A high amount of waiting of type PAGELATCH_EX for tempdb may indicate a need to decrease the usage of temporary tables or use the memory-optimized tempdb metadata feature of SQL Server 2019.
A high amount of waiting of type PAGELATCH_EX for user databases may indicate a need to reconsider the clustered index keys or use the OPTIMIZE_FOR_SEQUENTIAL_KEY feature of SQL Server 2019.


GetFileHistory
==============

This result set is the same information as MetricsNow Result Set #7.

This result set shows metrics related to data file read/write operations by the SQL Server instance.

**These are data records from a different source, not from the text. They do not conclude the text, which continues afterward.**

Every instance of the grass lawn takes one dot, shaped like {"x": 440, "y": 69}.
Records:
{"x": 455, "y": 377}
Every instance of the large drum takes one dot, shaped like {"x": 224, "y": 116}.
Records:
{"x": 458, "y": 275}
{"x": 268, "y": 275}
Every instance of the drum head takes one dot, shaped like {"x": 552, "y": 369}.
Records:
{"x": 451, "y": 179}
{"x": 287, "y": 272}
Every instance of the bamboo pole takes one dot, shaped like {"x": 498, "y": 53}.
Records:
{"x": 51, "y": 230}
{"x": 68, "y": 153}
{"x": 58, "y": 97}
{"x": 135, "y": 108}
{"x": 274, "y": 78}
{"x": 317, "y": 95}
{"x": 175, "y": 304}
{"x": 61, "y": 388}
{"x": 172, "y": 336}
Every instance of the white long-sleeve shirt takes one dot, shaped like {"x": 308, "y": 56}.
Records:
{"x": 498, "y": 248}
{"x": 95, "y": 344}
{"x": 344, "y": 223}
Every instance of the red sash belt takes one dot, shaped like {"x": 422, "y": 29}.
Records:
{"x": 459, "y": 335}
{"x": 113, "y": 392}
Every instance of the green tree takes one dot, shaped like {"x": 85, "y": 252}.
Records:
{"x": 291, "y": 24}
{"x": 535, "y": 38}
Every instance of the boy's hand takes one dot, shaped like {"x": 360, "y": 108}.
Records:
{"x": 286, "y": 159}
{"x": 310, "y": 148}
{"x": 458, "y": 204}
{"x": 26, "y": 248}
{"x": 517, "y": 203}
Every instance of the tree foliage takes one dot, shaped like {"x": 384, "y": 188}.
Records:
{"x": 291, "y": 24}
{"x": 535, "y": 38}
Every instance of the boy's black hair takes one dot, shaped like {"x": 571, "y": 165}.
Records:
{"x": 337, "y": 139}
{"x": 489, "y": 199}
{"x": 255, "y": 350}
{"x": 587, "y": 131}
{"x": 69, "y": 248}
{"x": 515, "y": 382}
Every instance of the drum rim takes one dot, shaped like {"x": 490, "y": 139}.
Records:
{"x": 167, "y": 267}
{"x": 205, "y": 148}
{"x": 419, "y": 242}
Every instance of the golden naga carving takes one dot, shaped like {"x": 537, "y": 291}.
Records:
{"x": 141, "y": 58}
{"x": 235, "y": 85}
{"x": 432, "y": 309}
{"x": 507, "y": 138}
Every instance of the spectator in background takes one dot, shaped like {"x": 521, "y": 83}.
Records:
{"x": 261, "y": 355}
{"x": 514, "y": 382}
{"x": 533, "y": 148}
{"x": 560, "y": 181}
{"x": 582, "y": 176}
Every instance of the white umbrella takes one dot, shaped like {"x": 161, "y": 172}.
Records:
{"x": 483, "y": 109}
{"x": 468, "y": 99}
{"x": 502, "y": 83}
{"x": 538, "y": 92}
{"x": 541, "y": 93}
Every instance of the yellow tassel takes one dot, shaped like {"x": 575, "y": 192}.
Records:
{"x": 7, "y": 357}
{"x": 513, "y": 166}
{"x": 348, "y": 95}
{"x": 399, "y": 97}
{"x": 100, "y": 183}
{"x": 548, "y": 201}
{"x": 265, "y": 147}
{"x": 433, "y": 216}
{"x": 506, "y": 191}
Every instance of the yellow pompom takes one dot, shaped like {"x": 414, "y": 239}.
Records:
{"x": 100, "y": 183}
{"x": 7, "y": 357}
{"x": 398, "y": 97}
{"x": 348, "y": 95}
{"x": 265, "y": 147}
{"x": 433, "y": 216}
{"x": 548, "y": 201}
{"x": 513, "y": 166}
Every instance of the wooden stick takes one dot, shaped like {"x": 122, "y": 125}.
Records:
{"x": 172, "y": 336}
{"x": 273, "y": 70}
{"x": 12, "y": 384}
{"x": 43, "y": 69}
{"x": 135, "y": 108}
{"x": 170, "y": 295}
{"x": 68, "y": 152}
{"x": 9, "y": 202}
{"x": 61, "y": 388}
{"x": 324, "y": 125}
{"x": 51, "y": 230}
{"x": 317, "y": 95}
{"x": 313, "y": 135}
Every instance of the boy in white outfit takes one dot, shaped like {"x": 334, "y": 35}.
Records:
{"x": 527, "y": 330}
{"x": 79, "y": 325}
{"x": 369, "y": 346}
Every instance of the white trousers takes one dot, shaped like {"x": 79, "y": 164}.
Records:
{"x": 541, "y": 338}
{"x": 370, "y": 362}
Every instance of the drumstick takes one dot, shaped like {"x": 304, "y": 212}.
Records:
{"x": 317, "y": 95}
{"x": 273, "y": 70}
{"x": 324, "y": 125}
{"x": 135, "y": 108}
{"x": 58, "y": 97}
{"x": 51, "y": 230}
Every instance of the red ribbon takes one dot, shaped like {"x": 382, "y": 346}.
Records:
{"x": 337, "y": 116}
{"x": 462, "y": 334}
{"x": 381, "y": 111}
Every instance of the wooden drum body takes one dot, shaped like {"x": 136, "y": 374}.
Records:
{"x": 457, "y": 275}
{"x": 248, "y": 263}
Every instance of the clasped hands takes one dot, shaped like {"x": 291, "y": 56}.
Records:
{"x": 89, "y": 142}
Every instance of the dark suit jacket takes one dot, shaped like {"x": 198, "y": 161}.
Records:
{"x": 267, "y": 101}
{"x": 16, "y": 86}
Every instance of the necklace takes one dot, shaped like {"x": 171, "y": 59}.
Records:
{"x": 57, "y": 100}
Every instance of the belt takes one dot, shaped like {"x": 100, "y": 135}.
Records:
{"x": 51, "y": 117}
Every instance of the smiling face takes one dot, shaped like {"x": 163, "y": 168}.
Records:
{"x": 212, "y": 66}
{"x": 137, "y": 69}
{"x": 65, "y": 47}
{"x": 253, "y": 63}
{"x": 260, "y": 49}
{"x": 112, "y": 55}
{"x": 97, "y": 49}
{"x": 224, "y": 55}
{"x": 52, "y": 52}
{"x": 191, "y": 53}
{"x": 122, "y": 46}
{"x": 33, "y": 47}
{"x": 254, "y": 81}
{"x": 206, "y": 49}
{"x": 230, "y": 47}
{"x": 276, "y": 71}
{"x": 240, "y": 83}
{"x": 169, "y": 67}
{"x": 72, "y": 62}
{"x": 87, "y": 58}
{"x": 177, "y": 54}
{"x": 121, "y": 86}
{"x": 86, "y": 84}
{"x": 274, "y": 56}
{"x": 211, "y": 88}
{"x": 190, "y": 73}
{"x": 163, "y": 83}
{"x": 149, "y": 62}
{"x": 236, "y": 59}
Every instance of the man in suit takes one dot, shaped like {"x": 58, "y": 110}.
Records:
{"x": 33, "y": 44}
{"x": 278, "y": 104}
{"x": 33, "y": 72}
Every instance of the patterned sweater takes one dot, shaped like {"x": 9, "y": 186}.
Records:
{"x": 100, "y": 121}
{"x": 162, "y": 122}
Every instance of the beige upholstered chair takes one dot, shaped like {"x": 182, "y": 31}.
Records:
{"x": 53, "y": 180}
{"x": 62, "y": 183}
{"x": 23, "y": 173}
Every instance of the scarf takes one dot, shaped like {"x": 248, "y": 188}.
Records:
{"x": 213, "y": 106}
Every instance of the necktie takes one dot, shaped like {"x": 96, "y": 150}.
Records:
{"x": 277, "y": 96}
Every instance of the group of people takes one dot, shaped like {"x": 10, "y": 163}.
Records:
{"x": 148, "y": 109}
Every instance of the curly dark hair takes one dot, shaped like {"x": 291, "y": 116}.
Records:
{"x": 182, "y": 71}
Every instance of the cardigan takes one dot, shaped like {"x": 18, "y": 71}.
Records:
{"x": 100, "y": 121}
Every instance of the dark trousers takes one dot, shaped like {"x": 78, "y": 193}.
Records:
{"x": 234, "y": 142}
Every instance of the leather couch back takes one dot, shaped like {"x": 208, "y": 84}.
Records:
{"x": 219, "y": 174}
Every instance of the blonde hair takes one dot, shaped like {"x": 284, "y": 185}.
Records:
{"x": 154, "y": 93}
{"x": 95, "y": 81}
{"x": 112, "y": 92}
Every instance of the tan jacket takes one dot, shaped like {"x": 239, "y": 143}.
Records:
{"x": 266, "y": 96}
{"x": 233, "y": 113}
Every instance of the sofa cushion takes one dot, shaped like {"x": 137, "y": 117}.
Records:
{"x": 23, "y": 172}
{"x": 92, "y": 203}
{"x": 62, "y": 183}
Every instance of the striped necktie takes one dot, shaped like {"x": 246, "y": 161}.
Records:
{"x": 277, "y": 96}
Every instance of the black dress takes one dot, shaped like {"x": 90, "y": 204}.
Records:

 Database         - database name
 Files            - number of data files
 KeyDT
 Seconds
 Tally_Reads      - num_of_reads
 Tally_Writes     - num_of_writes
 Stall_Reads      - io_stall_read_ms                  - (seconds)
 Stall_Writes     - io_stall_write_ms                 - (seconds)
 Stall_Per_Read   - io_stall_read_ms  / num_of_reads  - (seconds)
 Stall_Per_Write  - io_stall_write_ms / num_of_writes - (seconds)
 GBs_File_Reads   - num_of_bytes_read
 GBs_File_Writes  - num_of_bytes_written
 GBs_Size_Change  - size_on_disk_bytes


----------------------------------------------------------------------
There is one MetricsHistory stored procedure to prune monitoring data.
----------------------------------------------------------------------

 PruneHistory

The stored procedure has one parameter, @DaysToRetain, which specifies how many days of performance data to keep. The stored procedure is typically executed automatically through a scheduled SQL Server Agent job. The job would typically be scheduled to run daily.


PruneHistory
============

The collected historic performance data may need to be pruned periodically to avoid excessive accumulation.

The stored procedure deletes the oldest data from all four tables containing history. It leaves the newest data intact, covering the specified number of days.